Le procureur de Rome Giuseppe Pignatone, dans la préface d’un livre, estimait :
« Désormais, les organisations mafieuses cherchent à éviter les actes violents et éclatants, conscientes que ceux-ci alarment l’opinion publique et attirent l’attention de la police et de la magistrature. Mieux vaut recourir à la corruption, qui n’est pas en elle-même révélatrice d’une présence mafieuse mais qui, cependant, favorise le mélange entre le monde mafieux et ‘l’autre’ monde” »
Démonstration comme l’écrit le POINT :
Le marché de la sauce tomate et du concentré de tomates représente-t-il un nouvel eldorado pour les mafias du monde entier ?
« Dans son livre L'Empire de l'or rouge : enquête mondiale sur la tomate d'industrie, aux éditions Fayard, le journaliste du Parisien Jean-Baptiste Malet lève un coin du voile sur ce juteux commerce. Au terme d'une enquête de deux ans et demie tout autour du monde, le constat de l'auteur est clair : « La tomate d'industrie est un produit de marchandise de prédilection des mafias. »
Jean-Baptiste Malet, après avoir enquêté sur les pratiques d'Amazon, a notamment exploré l'Italie, grand fournisseur de tomates, mais aussi de sauces, concentrés ou tomates pelées. Dans son livre, il révèle qu'une grande partie des tomates qui sont utilisées dans ces sauces « fabriquées en Italie » proviennent d'autres pays. C'est l'assemblage seul qui est réalisé dans la péninsule et suffit à revendiquer une fabrication locale. Les tomates utilisées sont notamment originaires de Chine, 2e producteur mondial de tomates d'industrie. Des « hybrides, [qui] poussent sous la terre et ont la peau plus épaisse » et sont souvent ramassées par des enfants et des adolescents.
« Tomato business »
Mais même les tomates italiennes ne sont pas toutes blanches puisque Jean-Baptiste Malet relève que la « quasi-totalité des Africains, Bulgares et Roumains qui travaillent dans les récoltes, notamment dans la province de Foggia (Pouilles), ne sont pas déclarés ». Le « tomato business » et ses faux étiquetages bien moins sévèrement punis par la loi que le trafic de drogue permettent aux mafias de prospérer et de blanchir de l'argent, relève l'auteur. Il estime que leur chiffre d'affaires dans ce secteur est de « 15,4 milliards d'euros en 2014 ». « Il n'a jamais été aussi facile pour les entreprises criminelles de faire fructifier des capitaux sales. » Pour lui, « la criminalité dans l'agroalimentaire a pris une telle ampleur en Italie que les institutions la désignent sous le terme d'agromafia ».

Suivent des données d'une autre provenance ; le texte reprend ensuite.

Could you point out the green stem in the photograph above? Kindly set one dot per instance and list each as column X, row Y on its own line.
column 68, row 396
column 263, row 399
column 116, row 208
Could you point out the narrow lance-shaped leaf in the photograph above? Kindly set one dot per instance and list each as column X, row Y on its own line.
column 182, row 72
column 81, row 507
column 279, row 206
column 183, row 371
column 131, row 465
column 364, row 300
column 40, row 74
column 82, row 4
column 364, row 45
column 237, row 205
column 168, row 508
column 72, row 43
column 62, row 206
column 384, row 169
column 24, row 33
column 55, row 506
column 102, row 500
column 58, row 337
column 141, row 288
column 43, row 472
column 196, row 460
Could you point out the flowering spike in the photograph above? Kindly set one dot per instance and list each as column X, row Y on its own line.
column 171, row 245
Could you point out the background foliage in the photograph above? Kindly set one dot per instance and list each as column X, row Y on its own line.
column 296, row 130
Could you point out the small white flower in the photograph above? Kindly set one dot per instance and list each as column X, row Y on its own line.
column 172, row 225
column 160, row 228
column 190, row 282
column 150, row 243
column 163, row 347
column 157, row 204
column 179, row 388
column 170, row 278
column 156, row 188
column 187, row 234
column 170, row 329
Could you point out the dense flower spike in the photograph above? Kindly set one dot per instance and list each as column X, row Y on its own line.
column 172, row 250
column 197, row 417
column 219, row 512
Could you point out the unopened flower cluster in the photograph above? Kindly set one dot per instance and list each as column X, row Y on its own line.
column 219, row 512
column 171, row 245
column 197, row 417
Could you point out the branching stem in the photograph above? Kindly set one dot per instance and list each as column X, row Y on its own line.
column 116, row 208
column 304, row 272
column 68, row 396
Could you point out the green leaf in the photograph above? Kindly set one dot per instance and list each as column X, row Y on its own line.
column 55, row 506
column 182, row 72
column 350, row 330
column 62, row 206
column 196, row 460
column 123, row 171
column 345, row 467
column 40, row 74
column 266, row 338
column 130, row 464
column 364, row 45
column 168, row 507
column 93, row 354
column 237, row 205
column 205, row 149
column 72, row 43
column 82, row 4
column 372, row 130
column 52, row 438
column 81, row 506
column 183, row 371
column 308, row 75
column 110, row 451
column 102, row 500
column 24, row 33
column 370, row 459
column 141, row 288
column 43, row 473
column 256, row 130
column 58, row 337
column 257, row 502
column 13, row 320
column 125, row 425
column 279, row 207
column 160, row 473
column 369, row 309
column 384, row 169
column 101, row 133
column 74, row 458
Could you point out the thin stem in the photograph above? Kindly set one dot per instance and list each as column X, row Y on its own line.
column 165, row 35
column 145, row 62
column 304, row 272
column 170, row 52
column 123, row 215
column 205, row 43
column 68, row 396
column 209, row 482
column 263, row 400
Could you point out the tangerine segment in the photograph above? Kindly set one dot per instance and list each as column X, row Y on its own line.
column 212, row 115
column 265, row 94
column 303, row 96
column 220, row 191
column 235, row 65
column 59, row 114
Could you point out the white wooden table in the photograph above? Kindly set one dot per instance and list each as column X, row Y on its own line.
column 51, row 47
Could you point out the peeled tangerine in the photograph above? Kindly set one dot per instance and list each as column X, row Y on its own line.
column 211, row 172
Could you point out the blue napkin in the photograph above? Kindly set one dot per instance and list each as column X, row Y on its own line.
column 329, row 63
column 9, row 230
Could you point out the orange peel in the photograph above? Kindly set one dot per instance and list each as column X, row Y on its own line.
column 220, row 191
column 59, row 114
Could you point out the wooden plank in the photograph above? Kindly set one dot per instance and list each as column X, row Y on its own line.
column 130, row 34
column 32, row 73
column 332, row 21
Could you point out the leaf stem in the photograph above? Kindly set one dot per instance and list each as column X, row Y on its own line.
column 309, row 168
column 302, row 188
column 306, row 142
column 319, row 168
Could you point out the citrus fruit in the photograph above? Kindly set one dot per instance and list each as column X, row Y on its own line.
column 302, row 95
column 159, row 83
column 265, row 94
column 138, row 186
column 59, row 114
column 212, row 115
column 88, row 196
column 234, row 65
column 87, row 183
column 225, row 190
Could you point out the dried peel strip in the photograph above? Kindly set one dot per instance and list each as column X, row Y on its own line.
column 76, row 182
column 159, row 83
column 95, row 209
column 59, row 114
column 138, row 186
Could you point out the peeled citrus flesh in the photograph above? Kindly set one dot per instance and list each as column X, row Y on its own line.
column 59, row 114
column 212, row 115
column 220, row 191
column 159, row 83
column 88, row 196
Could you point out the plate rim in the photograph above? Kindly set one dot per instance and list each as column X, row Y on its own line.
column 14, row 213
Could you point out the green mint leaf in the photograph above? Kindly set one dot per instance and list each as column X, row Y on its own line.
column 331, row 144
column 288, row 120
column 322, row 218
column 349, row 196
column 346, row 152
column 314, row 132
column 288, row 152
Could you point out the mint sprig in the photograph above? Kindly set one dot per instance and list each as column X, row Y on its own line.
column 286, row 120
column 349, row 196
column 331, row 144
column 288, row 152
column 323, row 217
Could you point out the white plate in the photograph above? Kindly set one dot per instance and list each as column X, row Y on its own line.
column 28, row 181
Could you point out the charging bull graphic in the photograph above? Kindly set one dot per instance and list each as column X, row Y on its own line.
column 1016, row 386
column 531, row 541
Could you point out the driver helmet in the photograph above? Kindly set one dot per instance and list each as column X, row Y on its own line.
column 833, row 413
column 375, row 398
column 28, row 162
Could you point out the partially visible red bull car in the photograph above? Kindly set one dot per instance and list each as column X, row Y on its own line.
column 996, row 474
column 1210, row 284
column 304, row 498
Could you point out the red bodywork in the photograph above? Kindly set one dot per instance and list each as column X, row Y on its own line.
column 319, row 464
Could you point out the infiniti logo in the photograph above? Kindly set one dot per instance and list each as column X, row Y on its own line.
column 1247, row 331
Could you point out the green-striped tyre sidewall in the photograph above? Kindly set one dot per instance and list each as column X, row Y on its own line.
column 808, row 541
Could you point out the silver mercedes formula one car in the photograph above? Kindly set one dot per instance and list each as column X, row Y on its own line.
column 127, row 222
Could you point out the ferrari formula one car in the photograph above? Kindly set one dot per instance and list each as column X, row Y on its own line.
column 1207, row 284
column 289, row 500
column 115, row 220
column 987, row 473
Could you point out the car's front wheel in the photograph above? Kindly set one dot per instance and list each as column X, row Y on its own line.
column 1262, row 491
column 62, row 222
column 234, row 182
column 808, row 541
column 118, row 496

Un livre à lire absolument pour comprendre la mondialisation et mesurer l’extrême difficulté pour la détricoter. Il confirme aussi le rôle pervers, des prix plus bas que bas de la Grande distribution, dans la paupérisation des producteurs agricoles.
Lire « Enquête mondiale sur la tomate d’industrie », révélations sur un produit phare
Lire Comment la tomate d'industrie est devenue le symbole des dérives de la mondialisation
Par Eugénie Bastié
« En Italie, la criminalité dans le secteur agro-alimentaire a pris une telle ampleur que les institutions de la Péninsule la désigne d’un néologisme : agromafia. Avec la saturation des activités « traditionnelles » des mafias et sous l’effet du ralentissement économique engendré par la crise de 2008, les affaires d’agromafia n’ont cessé de se multiplier depuis une dizaine d’années. La Direction nationale antimafia a estimé le chiffre d’affaires des activités mafieuses dabs l’agriculture italienne à 12,5 milliards d’euros pour l’année 2011, soit 5,6% du produit annuel de la criminalité en Italie. Un chiffre passé à 15,4 milliards d’euros en 2014. La même année, à titre de comparaison, le groupe Danone réalisait un chiffre d’affaires de 21,14 milliards d’euros.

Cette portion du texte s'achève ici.